Royaume uni – La première ministre prévoit une loi pour limiter l’immigration

La Première ministre britannique a accepté de publier jeudi un « livre blanc »détaillant les objectifs du Brexit, mais refuse toujours de garantir le statut des Européens vivant au Royaume-Uni.

Theresa May a cédé à la pression des parlementaires. La Première ministre a finalement accepté de publier, jeudi, un « livre blanc » détaillant les objectifs qui guideront la Grande-Bretagne dans sa négociation avec les Vingt-Sept pour sortir de l’Union européenne. L’opposition s’est montrée critique, jugeant que ce document de 77 pages ne faisait que reprendre le discours prononcé par Theresa May le 17 janvier . Le rapport révèle tout de même quelques nouveautés.

Rétablissement du « contrôle » de l’immigration en provenance de l’UE

Le gouvernement prévoit de faire voter une loi qui rétablira le « contrôle » de l’immigration en provenance de l’UE une fois que la directive européenne sur la liberté de circulation ne s’appliquera plus. C’est logique car c’était là l’un des motifs du vote en faveur du Brexit et l’une des grandes priorités de Theresa May. La Première ministre ne révèle rien, en revanche, sur le contenu de la future politique d’immigration. « Nous aurons toujours besoin d’immigration, y compris des pays de l’UE, et en particulier d’une immigration hautement qualifiée », précise le document.

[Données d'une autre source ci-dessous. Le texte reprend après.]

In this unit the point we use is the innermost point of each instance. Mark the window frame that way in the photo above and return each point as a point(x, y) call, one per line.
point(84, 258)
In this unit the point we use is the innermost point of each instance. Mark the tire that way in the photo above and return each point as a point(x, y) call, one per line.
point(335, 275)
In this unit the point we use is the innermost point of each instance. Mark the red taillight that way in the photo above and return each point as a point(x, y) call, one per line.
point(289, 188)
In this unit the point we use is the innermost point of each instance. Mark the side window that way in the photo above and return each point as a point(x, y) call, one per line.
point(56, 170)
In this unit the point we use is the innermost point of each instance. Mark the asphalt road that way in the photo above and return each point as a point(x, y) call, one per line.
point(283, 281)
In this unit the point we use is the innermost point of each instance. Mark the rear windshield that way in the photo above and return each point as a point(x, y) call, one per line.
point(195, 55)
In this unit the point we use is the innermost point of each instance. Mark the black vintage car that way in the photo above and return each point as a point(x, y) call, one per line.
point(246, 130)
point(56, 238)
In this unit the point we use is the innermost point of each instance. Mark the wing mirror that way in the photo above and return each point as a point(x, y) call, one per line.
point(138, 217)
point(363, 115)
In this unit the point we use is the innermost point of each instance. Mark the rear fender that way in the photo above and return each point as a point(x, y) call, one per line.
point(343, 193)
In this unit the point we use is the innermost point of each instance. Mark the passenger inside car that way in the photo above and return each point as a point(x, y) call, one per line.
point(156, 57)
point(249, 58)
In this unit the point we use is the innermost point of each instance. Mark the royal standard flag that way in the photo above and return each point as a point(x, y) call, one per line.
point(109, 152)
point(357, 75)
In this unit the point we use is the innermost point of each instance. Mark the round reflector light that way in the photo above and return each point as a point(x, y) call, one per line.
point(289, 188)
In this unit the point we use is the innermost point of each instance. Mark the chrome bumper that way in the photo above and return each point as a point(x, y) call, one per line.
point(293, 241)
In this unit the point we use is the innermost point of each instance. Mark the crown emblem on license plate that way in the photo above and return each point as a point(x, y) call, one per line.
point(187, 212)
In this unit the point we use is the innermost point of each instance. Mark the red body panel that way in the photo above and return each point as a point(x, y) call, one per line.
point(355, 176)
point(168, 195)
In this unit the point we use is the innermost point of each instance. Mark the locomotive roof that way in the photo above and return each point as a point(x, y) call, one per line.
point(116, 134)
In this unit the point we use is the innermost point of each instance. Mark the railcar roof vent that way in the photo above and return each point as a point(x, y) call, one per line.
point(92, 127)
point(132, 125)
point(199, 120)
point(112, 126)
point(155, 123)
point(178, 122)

Une période de transition pas exclue

Londres n’exclut pas qu’ une période de transition soit nécessaire une fois que le Brexit sera devenu une réalité, en 2019. Le gouvernement refuse toujours de garantir le statut des Européens qui sont déjà installés outre-Manche tant que les autres Etats-membres ne font pas de même pour les ressortissants britanniques du continent. Un accord sur ce point avant l’ouverture de la négociation « n’a pas été possible », explique le rapport. Quelque 2,8 millions d’Européens vivent au Royaume-Uni (sans compter les Irlandais qui bénéficient d’un statut spécial), souligne le livre blanc, dont plus de 900.000 Polonais. Et un million de Britanniques sont installés de façon permanente sur le continent, en Espagne et en France notamment.

Des députés de la majorité comptent défier l’exécutif sur cette stratégie la semaine prochaine, lors de l’examen des amendements au projet de loi sur le Brexit à la chambre des Communes. Alberto Costa, un parlementaire dont les parents, italiens, vivent en Angleterre, demande une garantie unilatérale des droits des Européens avant de démarrer la négociation.

Nouvelles rassurantes sur le front de l’économie

A moins de deux mois de l’ouverture des pourparlers avec les Vingt-Sept, les partisans du Brexit sont confortés par les nouvelles économiques rassurantes publiées par la Banque d’Angleterre jeudi. La croissance atteindra 2 % cette année, a estimé le gouverneur Mark Carney, soit autant qu’en 2016. L’été dernier, au lendemain du référendum, la Banque prévoyait une hausse du PIB de seulement 0,8 % en 2017.

La consommation des ménages a résisté bien mieux que prévu, s’est justifié Mark Carney, et la croissance mondiale est plus forte. « Cela ne veut pas dire que le référendum est sans conséquences », a-t-il prévenu toutefois. L’investissement des entreprises, en particulier, sera affecté. Dans deux ans, le PIB britannique sera inférieur de 1,5 % à ce qu’il aurait été si le résultat du référendum avait été différent, a-t-il dit.